Ich bezweifelte, dass irgendjemand von uns in der Kirche an etwas anderes würde denken können als an Eliza, aber ich wollte es meinen Eltern nicht noch schwerer machen und fing deshalb erst gar keine Diskussion mit ihnen an. Versöhnlich zog ich mir meine Stiefel an und schlüpfte in meinen blauen Wollmantel, den ich nur zu besonderen Anlässen trug. In diesem Moment beneidete ich Mona, die gegen die Bitten meiner Mum bei uns aus- und mit Liam in das Familienanwesen wieder eingezogen war. So entging sie wenigstens der Christmette.

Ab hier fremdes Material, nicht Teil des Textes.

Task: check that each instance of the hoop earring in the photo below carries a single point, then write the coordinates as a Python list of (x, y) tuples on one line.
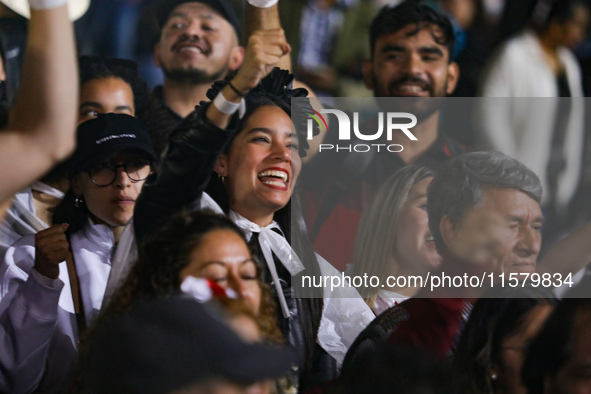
[(78, 201)]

Wir verließen das Haus und fuhren nach Churchtown. Es lag näher als Wexford und die Kirche dort bot mehr Platz. Trotzdem war der Parkplatz bereits voll als wir einfuhren und wir fanden auch in der Kirche nur Plätze auf einer der hintersten Bänke. Die Stimmung war aufgeregt und sogleich festlich. Die Menschen redeten freudig durcheinander, während die Kinder vor Nervosität kaum stillsitzen konnten. Sie mussten nur noch die Messe überstehen, danach das Weihnachtsessen und dann dürften sie endlich ihre Geschenke auspacken. Ich versuchte mich daran zu erinnern, wie ich als Kind Weihnachten empfunden hatte, um etwas der vergangenen Freude heraufzubeschwören, doch es gelang mir einfach nicht. Wenn es nach mir gegangen wäre, hätten wir das Fest auch ganz ausfallen lassen können. Das Jahr war mies gewesen und es gab für mich wirklich keinen Grund zu feiern.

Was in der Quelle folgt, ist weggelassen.